We have a very busy day today. We start with cruising through one of the locks by the Aswan dam. And, of course, when you slow down for one of these locks, it’s the perfect time for vendors in their small boats to row up to our vessel and start selling their goods. If you see something you might like, they throw it up four decks for your inspection. Don’t like it—throw it back. You like it—start the price haggling to see if you can agree on a price (usually you can). When you
arrive at an agreeable price, they will toss up a weighted plastic so you can put in your money and send it back down. Easy as that!
At any rate, we are off to the Temple of Karnak, a marvelous ancient temple located in Luxor. In today’s world, we complain if a takes longer than a few months to build a building. Well, this temple took a bit longer. It was built over a period of 2,000 years, starting from the Middle Kingdom to the Ptolemaic Dynasty. This massive temple complex is one of the largest religious buildings ever made, and is dedicated to the Theban gods Amun, Mut, and Montu.
The temple is divided into several precincts with different temples and chapels dedicated to different gods and pharaohs. You definitely have to have your Egyptologist with you to keep it all straight. It has colossal statues, towering columns, intricate carvings, and extravagant decorations that reflect the grandeur of ancient Egyptian architecture and art. One of the most impressive features of the Temple of Karnak is the Hypostyle Hall, which boasts an impressive forest of over 130 towering columns. (See the photos).
After visiting the temple, it was time for a change of pace—and change we did. We headed to the Papyrus Institute in Luxor, a fun and unique destination that offers visitors a fascinating insight into the ancient art of papyrus making. Here, we see how papyrus is made, from the harvesting of the reeds to the final product that is covered in colorful hieroglyphics and illustrations. We even got to paint our own papyrus creation with our name written in hieroglyphics to take home as a one-of-a-kind souvenir! This was a great way to learn something new about ancient Egypt while getting our hands dirty in the process.

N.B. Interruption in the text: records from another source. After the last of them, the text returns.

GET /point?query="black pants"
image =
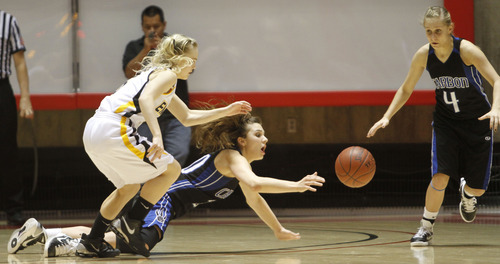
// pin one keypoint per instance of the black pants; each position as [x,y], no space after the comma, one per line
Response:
[11,183]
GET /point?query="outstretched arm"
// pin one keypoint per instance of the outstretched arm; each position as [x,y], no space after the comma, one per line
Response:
[190,117]
[262,209]
[404,92]
[25,108]
[232,163]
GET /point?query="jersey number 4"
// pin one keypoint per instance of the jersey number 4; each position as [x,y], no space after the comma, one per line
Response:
[453,100]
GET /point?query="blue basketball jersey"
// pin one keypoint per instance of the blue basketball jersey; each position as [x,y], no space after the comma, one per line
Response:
[459,91]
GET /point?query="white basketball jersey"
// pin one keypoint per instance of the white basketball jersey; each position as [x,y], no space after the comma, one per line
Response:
[125,101]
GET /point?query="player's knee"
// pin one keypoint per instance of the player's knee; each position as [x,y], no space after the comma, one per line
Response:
[128,190]
[173,169]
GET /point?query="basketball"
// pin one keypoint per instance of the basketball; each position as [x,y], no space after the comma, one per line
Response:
[355,167]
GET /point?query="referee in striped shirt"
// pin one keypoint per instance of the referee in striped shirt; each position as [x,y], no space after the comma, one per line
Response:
[12,46]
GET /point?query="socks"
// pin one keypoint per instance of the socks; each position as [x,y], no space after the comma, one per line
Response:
[429,218]
[467,195]
[52,232]
[140,209]
[99,227]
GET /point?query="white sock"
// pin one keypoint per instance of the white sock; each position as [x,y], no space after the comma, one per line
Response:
[429,218]
[468,194]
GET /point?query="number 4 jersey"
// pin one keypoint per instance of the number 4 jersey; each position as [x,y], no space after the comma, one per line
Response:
[459,91]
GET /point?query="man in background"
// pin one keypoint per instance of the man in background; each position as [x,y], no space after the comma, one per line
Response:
[11,184]
[176,137]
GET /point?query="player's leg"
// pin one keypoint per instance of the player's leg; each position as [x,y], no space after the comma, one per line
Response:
[30,233]
[94,244]
[477,158]
[444,163]
[128,227]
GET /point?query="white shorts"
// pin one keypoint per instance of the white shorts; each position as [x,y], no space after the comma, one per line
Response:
[119,152]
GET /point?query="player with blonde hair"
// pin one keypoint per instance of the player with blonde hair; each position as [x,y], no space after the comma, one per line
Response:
[464,120]
[125,157]
[232,144]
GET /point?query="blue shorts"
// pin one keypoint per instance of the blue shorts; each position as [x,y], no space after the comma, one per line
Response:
[463,148]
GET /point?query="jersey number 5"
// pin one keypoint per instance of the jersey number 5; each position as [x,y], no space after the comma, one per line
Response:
[453,100]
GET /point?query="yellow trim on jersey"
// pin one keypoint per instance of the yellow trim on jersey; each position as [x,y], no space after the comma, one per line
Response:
[126,141]
[122,108]
[169,91]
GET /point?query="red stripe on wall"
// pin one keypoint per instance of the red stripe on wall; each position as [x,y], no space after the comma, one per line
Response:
[257,99]
[462,14]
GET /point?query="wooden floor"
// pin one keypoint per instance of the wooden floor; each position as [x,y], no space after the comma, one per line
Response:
[355,238]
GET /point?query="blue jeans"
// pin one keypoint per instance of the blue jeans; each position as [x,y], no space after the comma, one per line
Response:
[176,137]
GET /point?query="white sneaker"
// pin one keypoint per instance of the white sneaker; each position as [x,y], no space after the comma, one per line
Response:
[31,233]
[60,245]
[423,237]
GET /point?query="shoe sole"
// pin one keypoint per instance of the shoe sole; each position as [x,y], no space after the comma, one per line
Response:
[83,255]
[462,215]
[33,239]
[122,236]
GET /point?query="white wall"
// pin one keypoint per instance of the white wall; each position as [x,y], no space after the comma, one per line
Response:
[258,45]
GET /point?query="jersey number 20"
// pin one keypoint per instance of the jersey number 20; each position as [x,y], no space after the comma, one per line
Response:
[453,100]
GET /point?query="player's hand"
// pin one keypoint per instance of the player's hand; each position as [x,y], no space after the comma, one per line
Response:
[239,107]
[310,180]
[151,40]
[382,123]
[25,108]
[494,116]
[156,149]
[285,234]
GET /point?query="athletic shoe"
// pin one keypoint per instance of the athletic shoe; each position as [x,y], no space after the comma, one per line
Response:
[95,248]
[130,231]
[423,237]
[467,206]
[60,245]
[31,233]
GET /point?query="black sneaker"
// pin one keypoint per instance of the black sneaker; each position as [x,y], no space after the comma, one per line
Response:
[95,248]
[60,246]
[423,237]
[129,230]
[467,206]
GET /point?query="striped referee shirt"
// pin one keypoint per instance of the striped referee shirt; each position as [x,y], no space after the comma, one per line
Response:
[11,42]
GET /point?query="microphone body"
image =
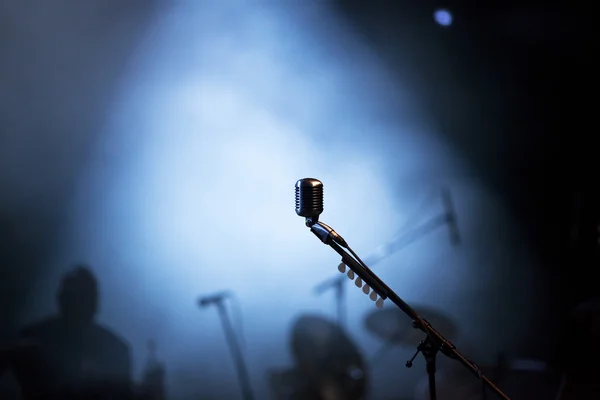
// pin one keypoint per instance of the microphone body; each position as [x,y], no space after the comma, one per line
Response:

After a late lunch, we set off to the Temple of Luxor, a spectacular ancient temple located in the city of Luxor, Egypt. It was built over a period of hundreds of years, with construction beginning around 1400 BC during the reign of Amenhotep III and continuing through to the reign of Tutankhamun (King Tut) and beyond.
The temple is dedicated to the god Amun, who was one of the most important gods in ancient Egyptian religion. It, of course, like many of the temples we have seen features a grand entrance, towering columns, intricate carvings, and glowing statues that tell the stories of the pharaohs and the gods. But here there is a very unique feature— the avenue of sphinxes that leads up to the entrance of the temple. This majestic avenue is lined by hundreds of sphinx statues, that stretch for over a mile between this temple and the Temple of Karnak. You can walk down this avenue between these massive sphinxes for as far as the eye can see. This was certainly a great way to end our day.